Coils in electromagnetic forming operations are exposed to mechanical as well as thermal loads. Especially in case of high volume production the thermal loading due to Joule heat losses needs to be considered in the coil and process design to prevent thermal overstressing. For this purpose an analytical approach to calculate the Joule heat losses in a one-turn coil with rectangular cross section is presented. It takes the geometrical and physical properties of coil and workpiece as well as the amplitude, frequency, and damping behavior of the discharge current into account. While a simplified approach assumes a constant electrical conductivity of the coil, the enhanced approach considers the temperature-dependent course of the electrical conductivity. Verification of the analytical model is realized using a combination of experimental and numerical investigations. Fiber-optical measurements of the coil temperature are used to verify the simulation.
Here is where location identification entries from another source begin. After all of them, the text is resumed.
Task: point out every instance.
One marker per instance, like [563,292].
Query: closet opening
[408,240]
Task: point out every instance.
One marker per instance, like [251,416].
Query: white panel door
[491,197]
The Joule heat loss per unit length determined with the verified numerical model is then used to evaluate the prediction quality of the analytical approach. Different conductor materials (CuCr1Zr, Cu-ETP, and EN AW-1050A), conductor geometries, and discharge energies are analyzed in this verification procedure. Compared to the numerical Joule heat prediction an average deviation of 13.1% and 9.0% is determined for the simplified and the enhanced analytical model, respectively. Especially in case of higher discharge energies the enhanced model shows an improved accuracy and should be preferred over the simplified approach. Considering complexity and accuracy, the analytical approach is a proper instrument for the thermal coil and process design in electromagnetic forming operations.